Note: undergoing disruptive development to get to first release - 'here be dragons'

Note: As Aegis is an agent - be careful of which llm model you use ... if you want to integrate with OSIDB/RHTPA, you MUST use a secure model

Overview

Aegis enables security teams to leverage the latest Generative AI models for enhanced security analysis. Integrate your preferred LLM (ChatGPT, Anthropic, Gemini, or even a local model) to quickly perform deep security analysis on critical artifacts like CVEs, advisories, and more.

Aegis helps by:

  • Accelerate Analysis: Insights into complex security data.
  • Improve Accuracy: Augment LLM capabilities with in-context security information.
  • Enhance Efficiency: Automate repetitive analysis tasks, working on security entities (ex. CVE) to focus on higher-value work.

Features

Aegis features address common product security needs:

CVE Analysis

  • Suggest Impact: Get an in context LLM-driven suggestion for a CVE's overall impact.
  • Suggest CWE: Get an in context LLM-driven Common Weakness Enumeration (CWE) mappings for CVE.
  • Suggest CVSS: Get an in context LLM-driven Common Vulnerability Scoring System (CVSS) score.
  • Identify PII: Automatically detect and flag Personally Identifiable Information within security texts.
  • Rewrite Security Text: Rephrase or refine security advisories and descriptions for clarity or specific audiences.
  • CVSS Diff Explainer: Understand differences between Red Hat and NVD CVSS scores with AI-generated explanations.

Component Intelligence

  • Component Intelligence: Generate a component 'card' of information.

Context

Feature analysis requires 'context' beyond that contained by any specific llm model.

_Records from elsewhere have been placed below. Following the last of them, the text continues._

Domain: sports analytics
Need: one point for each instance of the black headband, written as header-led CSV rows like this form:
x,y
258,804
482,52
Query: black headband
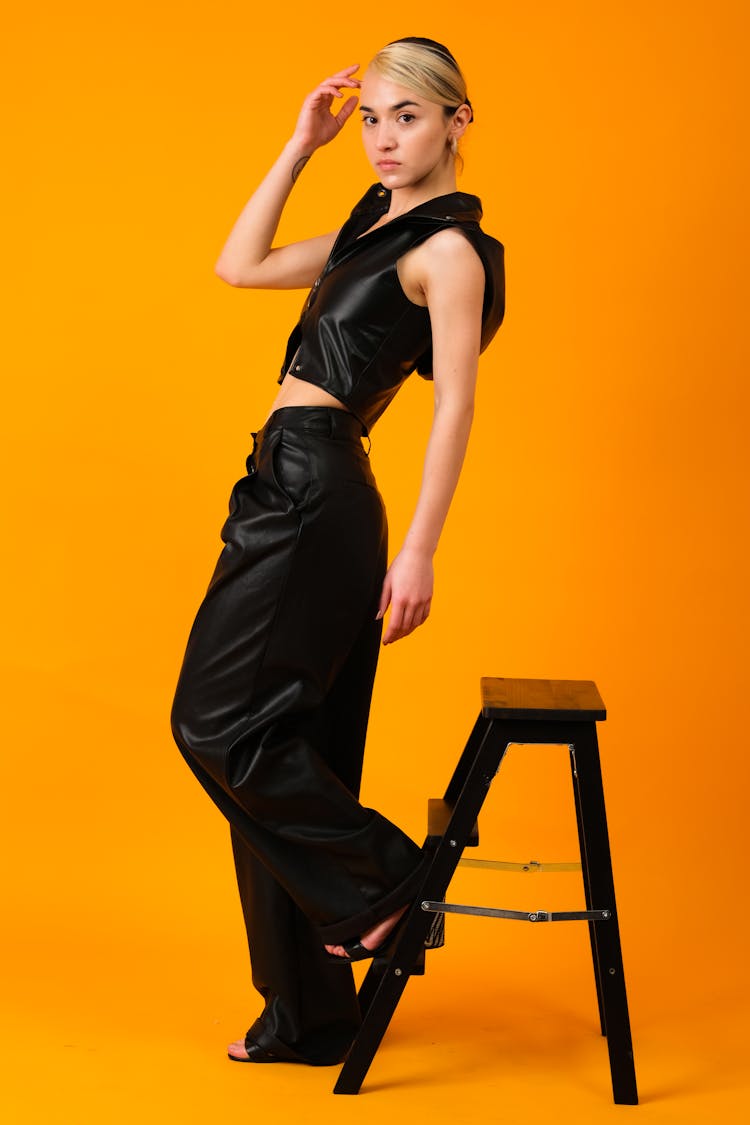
x,y
439,48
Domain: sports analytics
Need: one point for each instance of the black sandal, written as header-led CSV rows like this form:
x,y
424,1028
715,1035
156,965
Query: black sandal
x,y
358,952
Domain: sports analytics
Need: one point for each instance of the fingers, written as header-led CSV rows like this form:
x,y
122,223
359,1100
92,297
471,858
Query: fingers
x,y
334,83
346,110
405,618
385,597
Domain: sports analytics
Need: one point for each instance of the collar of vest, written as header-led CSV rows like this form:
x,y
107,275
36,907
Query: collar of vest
x,y
457,205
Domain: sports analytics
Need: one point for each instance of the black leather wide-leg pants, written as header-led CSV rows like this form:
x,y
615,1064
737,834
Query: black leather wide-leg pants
x,y
271,711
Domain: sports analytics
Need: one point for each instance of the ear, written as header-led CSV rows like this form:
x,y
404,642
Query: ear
x,y
460,120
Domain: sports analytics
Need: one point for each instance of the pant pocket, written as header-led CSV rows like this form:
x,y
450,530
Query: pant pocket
x,y
290,466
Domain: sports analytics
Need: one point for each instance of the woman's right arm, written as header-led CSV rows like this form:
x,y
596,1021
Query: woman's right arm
x,y
247,259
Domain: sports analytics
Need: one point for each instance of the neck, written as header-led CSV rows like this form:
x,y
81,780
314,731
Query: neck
x,y
403,199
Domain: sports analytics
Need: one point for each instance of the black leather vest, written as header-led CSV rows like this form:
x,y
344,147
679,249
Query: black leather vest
x,y
359,335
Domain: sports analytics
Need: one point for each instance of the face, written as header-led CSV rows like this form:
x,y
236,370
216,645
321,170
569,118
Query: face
x,y
406,136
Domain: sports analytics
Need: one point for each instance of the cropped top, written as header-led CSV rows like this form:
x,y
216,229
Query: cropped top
x,y
359,335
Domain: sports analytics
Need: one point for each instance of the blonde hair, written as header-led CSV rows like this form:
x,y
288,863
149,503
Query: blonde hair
x,y
425,66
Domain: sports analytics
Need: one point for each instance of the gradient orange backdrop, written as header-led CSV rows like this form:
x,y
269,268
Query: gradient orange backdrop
x,y
599,531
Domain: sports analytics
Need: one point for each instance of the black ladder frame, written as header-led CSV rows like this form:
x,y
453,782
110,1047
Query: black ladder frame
x,y
514,711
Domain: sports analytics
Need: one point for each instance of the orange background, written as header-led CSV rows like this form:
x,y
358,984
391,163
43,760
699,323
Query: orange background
x,y
599,531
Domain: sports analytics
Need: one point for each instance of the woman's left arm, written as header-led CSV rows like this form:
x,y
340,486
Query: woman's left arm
x,y
451,277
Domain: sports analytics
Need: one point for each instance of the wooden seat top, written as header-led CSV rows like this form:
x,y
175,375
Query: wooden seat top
x,y
571,700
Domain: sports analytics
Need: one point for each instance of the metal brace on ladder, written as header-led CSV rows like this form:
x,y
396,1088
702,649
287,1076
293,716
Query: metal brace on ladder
x,y
518,915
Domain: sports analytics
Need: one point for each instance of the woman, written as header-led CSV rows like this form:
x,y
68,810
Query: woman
x,y
272,702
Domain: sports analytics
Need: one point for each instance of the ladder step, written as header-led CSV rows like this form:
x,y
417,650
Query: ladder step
x,y
439,817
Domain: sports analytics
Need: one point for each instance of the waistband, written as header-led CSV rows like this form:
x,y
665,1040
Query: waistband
x,y
330,421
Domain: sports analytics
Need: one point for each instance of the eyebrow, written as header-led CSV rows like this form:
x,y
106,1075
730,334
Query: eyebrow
x,y
399,105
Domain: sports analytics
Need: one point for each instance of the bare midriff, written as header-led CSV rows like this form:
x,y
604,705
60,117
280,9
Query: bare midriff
x,y
296,392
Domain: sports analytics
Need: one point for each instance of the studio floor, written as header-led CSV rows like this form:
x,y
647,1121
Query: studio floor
x,y
503,1027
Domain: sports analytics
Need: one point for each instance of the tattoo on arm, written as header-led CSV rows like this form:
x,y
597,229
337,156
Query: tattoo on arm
x,y
298,167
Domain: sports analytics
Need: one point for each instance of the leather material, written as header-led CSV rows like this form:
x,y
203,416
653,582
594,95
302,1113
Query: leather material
x,y
359,335
272,700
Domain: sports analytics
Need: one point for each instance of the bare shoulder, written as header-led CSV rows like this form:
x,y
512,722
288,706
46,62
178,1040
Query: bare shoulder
x,y
450,252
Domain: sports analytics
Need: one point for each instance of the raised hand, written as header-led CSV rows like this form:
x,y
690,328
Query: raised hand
x,y
316,124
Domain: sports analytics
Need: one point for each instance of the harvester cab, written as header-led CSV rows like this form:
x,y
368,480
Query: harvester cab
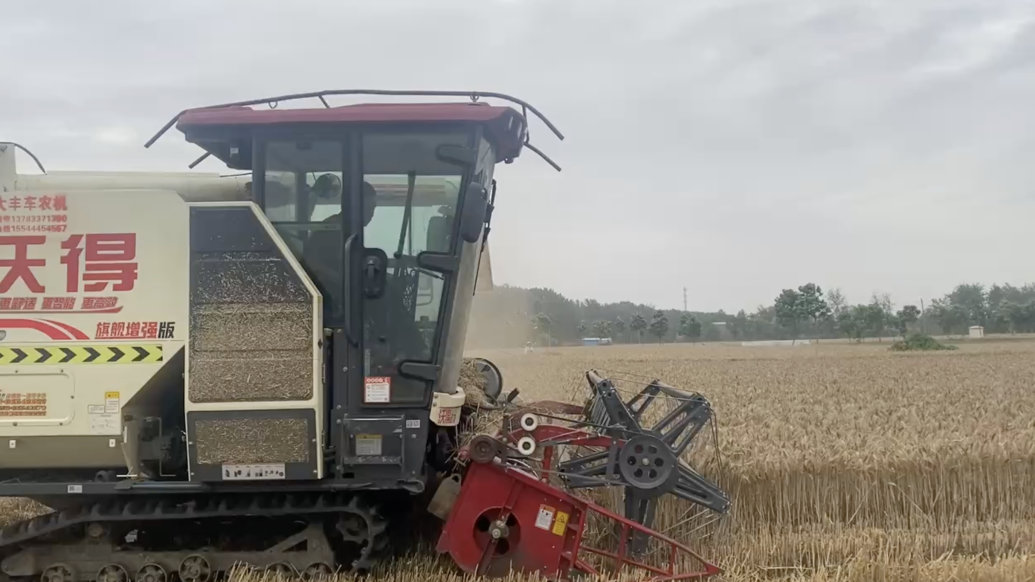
x,y
276,351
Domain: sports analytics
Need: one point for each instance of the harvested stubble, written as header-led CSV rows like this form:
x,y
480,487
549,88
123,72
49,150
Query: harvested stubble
x,y
844,455
844,462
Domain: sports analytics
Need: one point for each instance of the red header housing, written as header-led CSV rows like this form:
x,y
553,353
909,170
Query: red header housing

We provide 'out of the box' integrations with the following:

which perform lookups on security entities (ex. CVE).

For adhoc context - we provide a simple knowledgebase, built on:

which we can ingest additional general facts and documents, which are then used to enhance context on all AI feature analysis.

Aegis can also be an MCP client to integrate (providing further tooling/context) with any compliant MCP servers.


Quick Start

Note: Eventually we will have a proper package on pypi.

First ensure Aegis can use any required ca certs:

REQUESTS_CA_BUNDLE="/etc/pki/tls/certs/ca-bundle.crt"

Connecting to LLMs

Aegis allows you to connect to various LLM providers, from your own custom llm models to cloud LLM services and MaaS.

Using Aegis with Local Ollama: Configure Aegis to use a locally running Ollama instance:

export AEGIS_LLM_HOST=http://localhost:11434
export AEGIS_LLM_MODEL=llama3.2:3b
# Ensure Ollama is running and 'llama3.2:3b' model is pulled

Using Aegis with Anthropic: Connect to Anthropic's powerful Claude models (replace ANTHROPIC_API_KEY with your actual key):

export AEGIS_LLM_HOST="https://api.anthropic.com"
export AEGIS_LLM_MODEL="anthropic:claude-3-5-sonnet-latest"
export ANTHROPIC_API_KEY="YOUR_ANTHROPIC_API_KEY"

Note: For other LLM providers (e.g., OpenAI, Google Gemini), similar environment variables will be used. Refer to the DEVELOP.md for environment var information.

Be aware that Aegis is an agent (which autonomously invokes tools) so any llm model you use must be secure/trusted.

Setting up Aegis Tools

Aegis provides a few 'out of the box' tools that the agent can use to enhance llm query context.

OSIDB

Integration with OSIDB is achieved via osidb-bindings, set OSIDB server url for Aegis with:

export AEGIS_OSIDB_SERVER_URL="https://osidb.prodsec.redhat.com"

Uses kerberos built in auth with osidb-bindings.

RHTPA

TBA

Setting up the RAG knowledgebase

To run a local postgres with pgvector - which is used for additional RAG context.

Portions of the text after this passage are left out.